Accolto da un lungo applauso da parte del folto pubblico presente, tra cui il presidente UCEI Renzo Gattegna e il vicepresidente Giulio Disegni assieme all’ambasciatore Naor Gilon e al vicepresidente della Comunità ebraica di Roma Giacomo Moscati, Anita B. – prodotto da Jean Vigo Italia in collaborazione con Cinemaundici e Rai Cinema – racconta la storia di una giovane ebrea ungherese, sopravvissuta ai campi di concentramento, che prova a ricostruirsi una vita nella neonata Cecoslovacchia, controllata dall’Armata russa. Ospite della zia (l’attrice Andrea Osvart), l’adolescente, interpretata da Eline Powell, si troverà a scontrarsi con la barriera di silenzio dei famigliari di fronte alla sua volontà di raccontare l’esperienza nel campo di concentramento. Per Anita però la costruzione del futuro passa necessariamente dal conservare la memoria di ciò che è stato, ricordare la sofferenza, l’assassinio dei genitori. Consegnare all’oblio il vissuto della Shoah sarebbe un’ulteriore offesa alle milioni di vittime cadute sotto la mano dei nazifascisti.
In questo quadro di riflessione sul ruolo della Memoria, si inserisce poi la difficoltosa storia d’amore tra la protagonista e il cognato Eli (Robert Sheehan). Un rapporto che porterà Anita a una precoce maternità e alla delusione amorosa. Sullo sfondo, il sogno di Gerusalemme, di Eretz Israel, il luogo dove far rinascere, con il bambino in grembo, la speranza. Un nuovo mondo dove abbandonare l’Europa delle leggi razziste, della deportazione, dell’odio antiebraico. Quell’Europa, bagaglio di dolorosi ricordi che Anita vuole comunque portare con sé perché “senza memoria non c’è futuro”.

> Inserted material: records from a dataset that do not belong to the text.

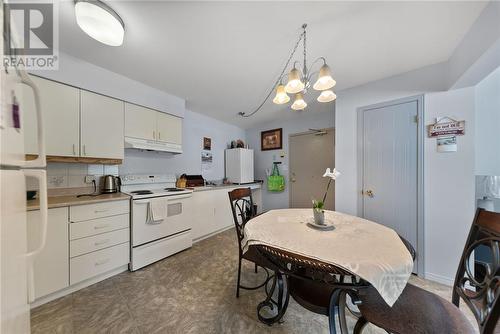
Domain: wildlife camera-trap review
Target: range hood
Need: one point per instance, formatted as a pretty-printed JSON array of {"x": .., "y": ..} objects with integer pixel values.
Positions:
[{"x": 152, "y": 145}]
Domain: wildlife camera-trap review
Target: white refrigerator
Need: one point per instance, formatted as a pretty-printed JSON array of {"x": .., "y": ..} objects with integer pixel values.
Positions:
[{"x": 16, "y": 278}]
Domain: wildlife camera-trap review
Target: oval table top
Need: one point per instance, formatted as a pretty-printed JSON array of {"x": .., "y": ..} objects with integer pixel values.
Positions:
[{"x": 369, "y": 250}]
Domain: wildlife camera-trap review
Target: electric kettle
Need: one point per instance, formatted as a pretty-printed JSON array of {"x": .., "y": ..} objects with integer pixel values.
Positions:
[{"x": 110, "y": 184}]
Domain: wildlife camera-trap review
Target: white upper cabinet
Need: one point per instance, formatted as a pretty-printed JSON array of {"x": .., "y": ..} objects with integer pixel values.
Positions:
[
  {"x": 140, "y": 122},
  {"x": 101, "y": 126},
  {"x": 169, "y": 128},
  {"x": 61, "y": 109}
]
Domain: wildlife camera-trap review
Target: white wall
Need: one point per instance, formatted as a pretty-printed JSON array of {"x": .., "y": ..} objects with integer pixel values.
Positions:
[
  {"x": 79, "y": 73},
  {"x": 428, "y": 79},
  {"x": 449, "y": 186},
  {"x": 195, "y": 127},
  {"x": 264, "y": 159},
  {"x": 488, "y": 125}
]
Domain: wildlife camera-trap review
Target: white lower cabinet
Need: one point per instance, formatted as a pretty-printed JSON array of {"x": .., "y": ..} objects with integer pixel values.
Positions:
[
  {"x": 51, "y": 266},
  {"x": 212, "y": 210},
  {"x": 89, "y": 265},
  {"x": 83, "y": 242}
]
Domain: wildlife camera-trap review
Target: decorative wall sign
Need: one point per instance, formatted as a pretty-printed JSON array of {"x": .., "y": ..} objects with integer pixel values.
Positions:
[
  {"x": 447, "y": 144},
  {"x": 207, "y": 143},
  {"x": 446, "y": 126},
  {"x": 271, "y": 139}
]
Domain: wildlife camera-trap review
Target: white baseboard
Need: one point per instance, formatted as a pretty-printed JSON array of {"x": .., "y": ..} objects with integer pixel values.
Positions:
[
  {"x": 78, "y": 286},
  {"x": 440, "y": 279}
]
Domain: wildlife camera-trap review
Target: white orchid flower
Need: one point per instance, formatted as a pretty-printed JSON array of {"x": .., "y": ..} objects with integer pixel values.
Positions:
[{"x": 331, "y": 174}]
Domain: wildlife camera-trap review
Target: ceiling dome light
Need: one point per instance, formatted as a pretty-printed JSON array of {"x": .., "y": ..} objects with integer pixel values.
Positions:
[
  {"x": 100, "y": 22},
  {"x": 299, "y": 103},
  {"x": 281, "y": 97},
  {"x": 294, "y": 84},
  {"x": 325, "y": 80},
  {"x": 327, "y": 96}
]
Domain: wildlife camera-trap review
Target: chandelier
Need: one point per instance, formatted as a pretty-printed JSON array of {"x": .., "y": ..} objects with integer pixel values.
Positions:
[{"x": 299, "y": 81}]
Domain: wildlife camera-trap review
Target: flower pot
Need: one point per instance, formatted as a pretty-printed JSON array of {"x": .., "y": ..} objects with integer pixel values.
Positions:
[{"x": 319, "y": 217}]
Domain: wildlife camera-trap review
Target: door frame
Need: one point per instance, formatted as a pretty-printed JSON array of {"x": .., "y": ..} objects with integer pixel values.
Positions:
[
  {"x": 332, "y": 129},
  {"x": 420, "y": 167}
]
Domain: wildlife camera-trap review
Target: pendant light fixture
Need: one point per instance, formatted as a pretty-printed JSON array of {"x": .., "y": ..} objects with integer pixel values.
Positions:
[
  {"x": 100, "y": 22},
  {"x": 299, "y": 103},
  {"x": 281, "y": 96},
  {"x": 299, "y": 80}
]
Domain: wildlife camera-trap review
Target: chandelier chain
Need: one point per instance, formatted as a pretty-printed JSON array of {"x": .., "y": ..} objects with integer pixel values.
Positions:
[{"x": 302, "y": 36}]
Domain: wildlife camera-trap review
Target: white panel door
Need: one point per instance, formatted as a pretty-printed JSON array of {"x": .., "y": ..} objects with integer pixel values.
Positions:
[
  {"x": 390, "y": 167},
  {"x": 51, "y": 266},
  {"x": 101, "y": 126},
  {"x": 140, "y": 122},
  {"x": 169, "y": 128},
  {"x": 61, "y": 111}
]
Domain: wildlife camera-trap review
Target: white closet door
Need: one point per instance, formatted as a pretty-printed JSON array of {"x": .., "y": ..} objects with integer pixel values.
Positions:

“Mi interessava portare sullo schermo il ritorno alla vita normale dopo Auschwitz, perché c’è un vuoto cinematografico su questo argomento”, ha spiegato il regista Faenza negli scorsi giorni, sottolineando peraltro come lo strumento cinematografico sia utile a tenere in vita la memoria. Il film di Faenza ha ricevuto l’apprezzamento del presidente della Repubblica Giorgio Napolitano che ha inviato un messaggio per l’anteprima romana, lodando le nuove prospettive aperte dalla pellicola sugli eventi dopo la Shoah. Il presidente Napolitano ha inoltre colto l’occasione per esprimere la sua solidarietà alle comunità ebraiche italiane.